Hacker News new | ask | show | jobs
by sebzim4500 1195 days ago
>But that's not how it works!

I would imagine the people advocating for a 'bailout' (using the most generous possible definition here) want this to become how it works.

Like how in Germany the government guarantees every German bank balance.

I have enough problems, I don't want to have to worry that my bank balance will disappear unless I spread it around in order to abuse a technicality.

5 comments

Spreading deposits around is not abusing a technicality. The limit incentivizes diversifying deposits because it reduces the risk of a single bank. Retail banks benefit immensely from the fact that much of their deposit base is smaller accounts that are less correlated.
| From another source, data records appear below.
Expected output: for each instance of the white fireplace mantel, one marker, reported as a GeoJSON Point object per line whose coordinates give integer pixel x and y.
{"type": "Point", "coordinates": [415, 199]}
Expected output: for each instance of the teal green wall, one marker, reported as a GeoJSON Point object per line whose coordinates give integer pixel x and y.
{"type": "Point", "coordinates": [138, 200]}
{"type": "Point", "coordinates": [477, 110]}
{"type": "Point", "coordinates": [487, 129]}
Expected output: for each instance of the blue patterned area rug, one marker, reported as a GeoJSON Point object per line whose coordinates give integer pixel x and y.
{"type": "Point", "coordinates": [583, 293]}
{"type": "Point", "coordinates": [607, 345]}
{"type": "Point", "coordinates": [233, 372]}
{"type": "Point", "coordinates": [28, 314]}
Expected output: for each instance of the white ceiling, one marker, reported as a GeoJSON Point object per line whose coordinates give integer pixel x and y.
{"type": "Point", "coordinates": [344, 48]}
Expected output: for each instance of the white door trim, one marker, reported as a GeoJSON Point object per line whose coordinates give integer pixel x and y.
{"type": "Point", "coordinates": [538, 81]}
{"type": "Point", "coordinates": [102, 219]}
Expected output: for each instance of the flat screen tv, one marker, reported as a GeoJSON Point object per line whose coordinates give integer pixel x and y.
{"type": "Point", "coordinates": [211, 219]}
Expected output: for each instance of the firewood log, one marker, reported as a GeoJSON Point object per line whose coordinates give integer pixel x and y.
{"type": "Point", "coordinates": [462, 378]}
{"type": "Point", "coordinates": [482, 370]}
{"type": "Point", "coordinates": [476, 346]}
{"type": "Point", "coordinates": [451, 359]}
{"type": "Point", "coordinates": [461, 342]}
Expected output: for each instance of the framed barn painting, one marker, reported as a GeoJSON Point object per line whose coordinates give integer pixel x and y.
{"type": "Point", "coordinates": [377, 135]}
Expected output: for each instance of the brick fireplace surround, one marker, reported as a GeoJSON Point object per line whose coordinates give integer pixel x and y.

A bank handling only large deposits from a small number of highly correlated depositors is exactly what FDIC caps ought to prevent.
> Like how in Germany the government guarantees every German bank balance

… up to the amount of 100k per customer, so less than the FDIC guarantee.

There are additional, voluntary, insurances given by groups of banks. These are also limited and customers are not legally guaranteed a payout.

> Like how in Germany the government guarantees every German bank balance.

Up to 100.000€, they don't guarantee it without limit, and they don't guarantee it for anything that isn't insured.

Greensill's insolvency recently got lots of media attention since local governments deposited large sums and were not (fully) covered by the normal mechanisms that protect private and business customers.

Same 100k limit applies in Switzerland too
> Like how in Germany the government guarantees every German bank balance.

It does? I didn’t know about that, and looking it up brings me to 100k per person guaranteed. Do you have a source for unlimited?

I don't want to have to worry that my bank balance will disappear unless I spread it around

If you have enough money to worry about having to spread it around, you have enough money to buy additional insurance for it, and/or enough money to hire someone to take care of those things for you.

"Oh, no! I have $250,000 in savings and now I might have to open another bank account to hold even more money! Woe is me!"

Can you even hear yourself?

I can also pretty much guarantee that very few individuals with >$250K of savings are keeping it in a bank. It's in a brokerage account in some combination of bonds, money market, and equities.